In: Statistics and Probability
An insurance company is reviewing its current policy rates. When originally setting the rates they believed that the average claim amount was $1,800. They are concerned that the true mean is actually higher than this, because they could potentially lose a lot of money. They randomly select 40 claims, and calculate a sample mean of $1,950. Assuming that the standard deviation of claims is $500, and set α = .05, test to see
a. Write down the type of test you will conduct.
b. Write down the null and alternative hypotheses.
c. Construct the test statistic.
d. Conduct the test
e. What do you conclude
a. Write down the type of test you will conduct.
Here, we have to use one sample z test for the population mean.
b. Write down the null and alternative hypotheses.
The null and alternative hypotheses are given as below:
Null hypothesis: H0: The average claim amount is $1,800.
Alternative hypothesis: Ha: The average claim amount is greater than $1,800.

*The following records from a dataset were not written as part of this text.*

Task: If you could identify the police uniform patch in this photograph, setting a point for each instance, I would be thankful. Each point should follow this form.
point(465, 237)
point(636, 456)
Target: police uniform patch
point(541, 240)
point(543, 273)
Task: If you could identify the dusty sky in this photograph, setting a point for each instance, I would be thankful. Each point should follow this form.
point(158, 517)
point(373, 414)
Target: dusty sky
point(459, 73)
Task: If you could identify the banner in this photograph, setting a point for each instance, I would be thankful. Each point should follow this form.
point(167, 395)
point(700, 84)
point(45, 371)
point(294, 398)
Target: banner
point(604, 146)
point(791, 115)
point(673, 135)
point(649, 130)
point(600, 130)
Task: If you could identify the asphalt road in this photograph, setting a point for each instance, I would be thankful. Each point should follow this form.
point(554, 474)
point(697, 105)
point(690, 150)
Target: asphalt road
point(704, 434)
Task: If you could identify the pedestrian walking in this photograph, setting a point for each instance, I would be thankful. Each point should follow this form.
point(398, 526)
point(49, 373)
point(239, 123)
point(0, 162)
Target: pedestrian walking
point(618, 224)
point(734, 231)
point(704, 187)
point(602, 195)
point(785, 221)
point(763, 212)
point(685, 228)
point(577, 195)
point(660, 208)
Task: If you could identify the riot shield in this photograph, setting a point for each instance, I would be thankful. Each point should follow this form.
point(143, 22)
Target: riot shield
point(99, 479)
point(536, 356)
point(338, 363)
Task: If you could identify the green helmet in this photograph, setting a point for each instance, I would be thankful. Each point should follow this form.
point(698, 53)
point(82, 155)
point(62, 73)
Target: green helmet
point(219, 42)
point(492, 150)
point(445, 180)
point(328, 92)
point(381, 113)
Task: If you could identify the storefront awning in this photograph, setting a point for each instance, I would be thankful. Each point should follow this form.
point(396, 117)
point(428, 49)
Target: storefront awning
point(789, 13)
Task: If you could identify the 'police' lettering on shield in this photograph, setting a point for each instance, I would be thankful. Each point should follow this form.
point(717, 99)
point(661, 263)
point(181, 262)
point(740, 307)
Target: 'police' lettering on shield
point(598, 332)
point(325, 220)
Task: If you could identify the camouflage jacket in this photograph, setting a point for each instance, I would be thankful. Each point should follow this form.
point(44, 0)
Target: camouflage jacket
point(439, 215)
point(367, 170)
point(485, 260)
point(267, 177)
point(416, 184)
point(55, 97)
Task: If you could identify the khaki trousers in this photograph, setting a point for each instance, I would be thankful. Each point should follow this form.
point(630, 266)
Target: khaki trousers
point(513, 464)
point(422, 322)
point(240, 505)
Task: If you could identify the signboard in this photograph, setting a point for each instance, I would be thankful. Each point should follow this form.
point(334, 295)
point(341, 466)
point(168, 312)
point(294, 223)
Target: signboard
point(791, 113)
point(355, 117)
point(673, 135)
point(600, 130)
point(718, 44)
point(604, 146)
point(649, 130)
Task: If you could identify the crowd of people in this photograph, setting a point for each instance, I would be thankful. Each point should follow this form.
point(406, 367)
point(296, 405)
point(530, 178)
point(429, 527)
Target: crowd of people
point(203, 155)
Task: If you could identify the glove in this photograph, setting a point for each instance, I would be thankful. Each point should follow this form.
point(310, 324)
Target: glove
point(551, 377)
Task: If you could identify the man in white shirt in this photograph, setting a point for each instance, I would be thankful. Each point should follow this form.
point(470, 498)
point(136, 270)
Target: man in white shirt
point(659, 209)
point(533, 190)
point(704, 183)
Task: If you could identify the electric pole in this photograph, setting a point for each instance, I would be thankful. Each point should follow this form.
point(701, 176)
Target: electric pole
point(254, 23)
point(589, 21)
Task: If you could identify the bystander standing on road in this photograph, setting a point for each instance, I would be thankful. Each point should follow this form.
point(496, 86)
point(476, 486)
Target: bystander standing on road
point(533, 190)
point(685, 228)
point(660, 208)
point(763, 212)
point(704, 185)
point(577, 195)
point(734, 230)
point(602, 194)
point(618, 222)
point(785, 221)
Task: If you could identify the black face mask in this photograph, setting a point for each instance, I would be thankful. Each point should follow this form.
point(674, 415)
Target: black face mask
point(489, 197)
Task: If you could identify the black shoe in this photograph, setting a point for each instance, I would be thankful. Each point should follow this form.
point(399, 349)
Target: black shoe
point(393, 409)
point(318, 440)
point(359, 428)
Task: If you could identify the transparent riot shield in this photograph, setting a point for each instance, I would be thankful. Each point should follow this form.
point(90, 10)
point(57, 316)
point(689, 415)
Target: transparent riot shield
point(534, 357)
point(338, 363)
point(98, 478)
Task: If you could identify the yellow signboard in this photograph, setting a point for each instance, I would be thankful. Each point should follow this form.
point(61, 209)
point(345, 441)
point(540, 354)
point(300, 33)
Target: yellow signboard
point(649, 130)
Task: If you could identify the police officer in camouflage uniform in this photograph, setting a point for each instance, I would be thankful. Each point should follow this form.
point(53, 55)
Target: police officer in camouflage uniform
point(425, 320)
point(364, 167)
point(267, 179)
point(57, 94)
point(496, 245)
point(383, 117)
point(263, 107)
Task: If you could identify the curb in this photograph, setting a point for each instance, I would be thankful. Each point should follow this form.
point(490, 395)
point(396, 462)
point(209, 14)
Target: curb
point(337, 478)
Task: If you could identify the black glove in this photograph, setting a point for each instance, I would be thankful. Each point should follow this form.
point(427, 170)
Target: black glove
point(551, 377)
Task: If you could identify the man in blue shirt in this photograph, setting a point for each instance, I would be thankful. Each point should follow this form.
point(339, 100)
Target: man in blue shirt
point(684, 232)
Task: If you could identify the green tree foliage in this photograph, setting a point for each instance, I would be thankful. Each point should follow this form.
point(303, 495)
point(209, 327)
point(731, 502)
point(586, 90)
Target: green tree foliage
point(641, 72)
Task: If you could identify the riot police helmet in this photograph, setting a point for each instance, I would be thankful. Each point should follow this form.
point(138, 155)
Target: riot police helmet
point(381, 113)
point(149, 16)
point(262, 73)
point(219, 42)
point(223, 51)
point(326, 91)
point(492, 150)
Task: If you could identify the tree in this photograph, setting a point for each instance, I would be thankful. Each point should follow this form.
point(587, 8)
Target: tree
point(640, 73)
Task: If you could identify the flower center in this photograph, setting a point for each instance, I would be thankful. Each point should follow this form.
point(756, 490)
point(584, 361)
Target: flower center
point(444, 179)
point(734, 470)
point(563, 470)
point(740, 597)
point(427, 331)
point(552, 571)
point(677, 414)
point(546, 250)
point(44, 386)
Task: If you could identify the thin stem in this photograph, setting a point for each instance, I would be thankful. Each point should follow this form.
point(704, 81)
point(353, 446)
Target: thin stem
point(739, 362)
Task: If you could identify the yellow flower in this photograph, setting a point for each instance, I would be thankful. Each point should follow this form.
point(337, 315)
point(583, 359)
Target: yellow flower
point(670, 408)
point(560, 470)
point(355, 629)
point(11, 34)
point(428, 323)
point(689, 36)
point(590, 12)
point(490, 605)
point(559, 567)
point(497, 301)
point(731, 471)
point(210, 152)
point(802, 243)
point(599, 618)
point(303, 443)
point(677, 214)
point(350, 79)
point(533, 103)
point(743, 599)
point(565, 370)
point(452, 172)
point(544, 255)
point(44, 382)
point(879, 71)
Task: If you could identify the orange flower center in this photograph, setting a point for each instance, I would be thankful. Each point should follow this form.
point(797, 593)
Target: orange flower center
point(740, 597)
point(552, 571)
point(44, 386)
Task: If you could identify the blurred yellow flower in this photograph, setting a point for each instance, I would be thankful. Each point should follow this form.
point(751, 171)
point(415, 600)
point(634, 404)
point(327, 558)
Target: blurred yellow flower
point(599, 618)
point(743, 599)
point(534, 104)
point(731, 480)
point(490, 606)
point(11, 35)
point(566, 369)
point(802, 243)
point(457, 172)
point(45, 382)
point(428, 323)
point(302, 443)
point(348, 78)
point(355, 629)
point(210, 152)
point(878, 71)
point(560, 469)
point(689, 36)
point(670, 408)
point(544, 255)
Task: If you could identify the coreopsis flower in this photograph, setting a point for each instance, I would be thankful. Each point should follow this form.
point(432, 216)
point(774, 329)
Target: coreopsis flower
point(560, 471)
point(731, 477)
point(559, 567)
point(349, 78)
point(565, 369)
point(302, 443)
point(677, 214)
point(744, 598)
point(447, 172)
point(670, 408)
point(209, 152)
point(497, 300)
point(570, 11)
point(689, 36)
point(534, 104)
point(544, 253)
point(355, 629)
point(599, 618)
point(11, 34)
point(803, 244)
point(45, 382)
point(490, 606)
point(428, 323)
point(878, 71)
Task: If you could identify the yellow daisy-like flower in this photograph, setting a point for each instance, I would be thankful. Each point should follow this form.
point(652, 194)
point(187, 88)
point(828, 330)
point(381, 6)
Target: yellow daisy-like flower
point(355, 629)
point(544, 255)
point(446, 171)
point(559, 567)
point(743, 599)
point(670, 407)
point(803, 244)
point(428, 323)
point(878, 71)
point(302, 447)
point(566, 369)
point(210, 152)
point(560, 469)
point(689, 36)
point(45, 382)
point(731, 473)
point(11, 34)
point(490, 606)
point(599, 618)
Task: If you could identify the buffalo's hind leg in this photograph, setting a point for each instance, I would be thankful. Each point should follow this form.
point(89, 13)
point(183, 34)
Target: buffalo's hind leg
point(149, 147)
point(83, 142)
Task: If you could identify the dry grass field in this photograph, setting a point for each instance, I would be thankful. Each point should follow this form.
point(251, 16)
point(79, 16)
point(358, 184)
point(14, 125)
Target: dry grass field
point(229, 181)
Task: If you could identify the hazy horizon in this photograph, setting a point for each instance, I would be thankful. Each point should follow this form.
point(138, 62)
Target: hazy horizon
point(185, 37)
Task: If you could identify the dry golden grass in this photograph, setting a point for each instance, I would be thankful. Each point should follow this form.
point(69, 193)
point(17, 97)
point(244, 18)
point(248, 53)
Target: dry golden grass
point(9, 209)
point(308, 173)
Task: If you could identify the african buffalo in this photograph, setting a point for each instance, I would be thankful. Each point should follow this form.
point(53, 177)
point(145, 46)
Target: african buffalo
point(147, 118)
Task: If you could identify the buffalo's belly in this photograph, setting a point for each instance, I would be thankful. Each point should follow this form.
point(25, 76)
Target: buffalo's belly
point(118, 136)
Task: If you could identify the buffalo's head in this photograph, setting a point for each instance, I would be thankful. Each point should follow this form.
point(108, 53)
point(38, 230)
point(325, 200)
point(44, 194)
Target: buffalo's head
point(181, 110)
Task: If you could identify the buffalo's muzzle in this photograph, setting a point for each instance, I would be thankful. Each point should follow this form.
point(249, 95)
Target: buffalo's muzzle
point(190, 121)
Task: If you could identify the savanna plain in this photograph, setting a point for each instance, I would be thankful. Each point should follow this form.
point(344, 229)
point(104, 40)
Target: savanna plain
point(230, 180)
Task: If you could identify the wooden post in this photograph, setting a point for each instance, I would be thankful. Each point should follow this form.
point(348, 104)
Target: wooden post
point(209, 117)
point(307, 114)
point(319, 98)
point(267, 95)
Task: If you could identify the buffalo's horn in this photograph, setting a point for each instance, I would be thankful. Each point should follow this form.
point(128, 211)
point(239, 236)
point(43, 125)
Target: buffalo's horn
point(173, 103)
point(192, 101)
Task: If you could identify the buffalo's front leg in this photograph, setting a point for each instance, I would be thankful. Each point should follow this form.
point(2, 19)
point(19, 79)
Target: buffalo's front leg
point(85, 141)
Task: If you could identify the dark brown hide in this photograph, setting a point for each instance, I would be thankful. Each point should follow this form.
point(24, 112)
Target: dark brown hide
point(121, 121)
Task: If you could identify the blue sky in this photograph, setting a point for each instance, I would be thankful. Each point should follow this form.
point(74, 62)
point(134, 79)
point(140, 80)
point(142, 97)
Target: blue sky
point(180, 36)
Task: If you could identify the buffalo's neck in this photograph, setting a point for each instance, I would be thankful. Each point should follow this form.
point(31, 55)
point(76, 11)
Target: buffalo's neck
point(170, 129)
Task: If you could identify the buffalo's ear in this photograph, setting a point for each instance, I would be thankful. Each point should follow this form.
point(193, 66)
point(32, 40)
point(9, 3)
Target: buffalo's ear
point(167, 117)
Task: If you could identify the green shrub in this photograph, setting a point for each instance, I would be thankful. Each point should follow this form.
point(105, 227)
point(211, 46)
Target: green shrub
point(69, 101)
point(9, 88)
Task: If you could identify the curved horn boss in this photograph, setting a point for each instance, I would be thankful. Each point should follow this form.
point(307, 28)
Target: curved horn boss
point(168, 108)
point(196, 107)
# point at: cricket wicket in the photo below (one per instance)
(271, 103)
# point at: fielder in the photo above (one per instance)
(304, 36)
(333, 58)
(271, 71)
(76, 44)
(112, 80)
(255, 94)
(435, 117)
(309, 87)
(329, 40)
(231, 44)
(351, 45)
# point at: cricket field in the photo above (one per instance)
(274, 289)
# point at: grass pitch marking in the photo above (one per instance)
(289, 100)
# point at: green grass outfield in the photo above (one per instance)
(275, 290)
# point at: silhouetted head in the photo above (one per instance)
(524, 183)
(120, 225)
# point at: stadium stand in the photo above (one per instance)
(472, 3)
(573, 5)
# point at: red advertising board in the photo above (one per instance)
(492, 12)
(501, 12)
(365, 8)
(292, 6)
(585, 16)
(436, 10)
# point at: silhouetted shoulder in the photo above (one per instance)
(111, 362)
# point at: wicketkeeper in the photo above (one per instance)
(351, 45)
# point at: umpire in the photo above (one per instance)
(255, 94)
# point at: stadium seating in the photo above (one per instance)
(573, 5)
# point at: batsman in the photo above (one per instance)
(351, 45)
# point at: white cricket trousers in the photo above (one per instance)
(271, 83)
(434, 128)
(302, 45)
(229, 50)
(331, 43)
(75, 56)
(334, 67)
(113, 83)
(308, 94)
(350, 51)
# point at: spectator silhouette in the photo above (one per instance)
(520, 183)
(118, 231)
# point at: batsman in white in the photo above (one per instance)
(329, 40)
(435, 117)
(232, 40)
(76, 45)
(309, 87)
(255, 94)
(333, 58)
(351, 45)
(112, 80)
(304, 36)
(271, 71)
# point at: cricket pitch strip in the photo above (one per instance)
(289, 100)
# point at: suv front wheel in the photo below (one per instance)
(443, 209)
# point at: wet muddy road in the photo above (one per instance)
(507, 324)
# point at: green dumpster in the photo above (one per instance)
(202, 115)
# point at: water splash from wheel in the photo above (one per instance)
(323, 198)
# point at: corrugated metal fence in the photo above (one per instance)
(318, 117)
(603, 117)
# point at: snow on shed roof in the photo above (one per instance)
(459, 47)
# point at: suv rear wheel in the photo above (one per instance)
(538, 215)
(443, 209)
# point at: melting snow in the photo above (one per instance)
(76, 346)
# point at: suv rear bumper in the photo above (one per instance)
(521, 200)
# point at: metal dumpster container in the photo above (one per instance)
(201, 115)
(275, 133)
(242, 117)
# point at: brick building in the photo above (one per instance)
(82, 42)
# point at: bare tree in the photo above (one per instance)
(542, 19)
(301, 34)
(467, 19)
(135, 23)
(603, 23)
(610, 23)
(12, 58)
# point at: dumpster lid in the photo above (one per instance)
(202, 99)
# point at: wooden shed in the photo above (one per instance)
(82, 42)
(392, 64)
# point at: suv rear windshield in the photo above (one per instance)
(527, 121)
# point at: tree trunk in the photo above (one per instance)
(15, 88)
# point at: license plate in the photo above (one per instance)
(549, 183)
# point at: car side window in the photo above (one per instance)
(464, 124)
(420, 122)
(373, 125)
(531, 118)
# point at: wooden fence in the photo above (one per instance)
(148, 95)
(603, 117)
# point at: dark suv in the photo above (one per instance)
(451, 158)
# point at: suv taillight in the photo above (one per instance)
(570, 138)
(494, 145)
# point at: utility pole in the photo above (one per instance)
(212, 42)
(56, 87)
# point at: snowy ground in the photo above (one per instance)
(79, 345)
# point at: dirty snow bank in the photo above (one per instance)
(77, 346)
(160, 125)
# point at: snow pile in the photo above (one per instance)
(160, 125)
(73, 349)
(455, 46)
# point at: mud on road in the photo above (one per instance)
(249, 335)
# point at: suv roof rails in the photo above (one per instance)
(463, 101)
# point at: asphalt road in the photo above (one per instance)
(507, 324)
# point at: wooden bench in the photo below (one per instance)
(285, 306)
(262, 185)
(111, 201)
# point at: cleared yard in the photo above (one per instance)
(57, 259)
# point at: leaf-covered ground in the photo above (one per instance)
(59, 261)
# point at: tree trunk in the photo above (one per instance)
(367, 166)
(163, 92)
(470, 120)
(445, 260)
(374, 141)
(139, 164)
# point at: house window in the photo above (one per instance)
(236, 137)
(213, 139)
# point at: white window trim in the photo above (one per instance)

H0: µ = 1800 versus Ha: µ >1800
This is an upper tailed test.
c. Construct the test statistic.
The test statistic formula is given as below:
Z = (Xbar - µ)/[σ/sqrt(n)]
From given data, we have
µ = 1800
Xbar = 1950
σ = 500
n = 40
α = 0.05
Critical value = 1.6449
(by using z-table or excel)
Z = (1950 - 1800)/[500/sqrt(40)]
Z = 1.8974
d. Conduct the test
P-value = 0.0289
(by using Z-table)
P-value < α = 0.05
So, we reject the null hypothesis
e. What do you conclude?
There is not sufficient evidence to conclude that the average claim amount is greater than $1,800.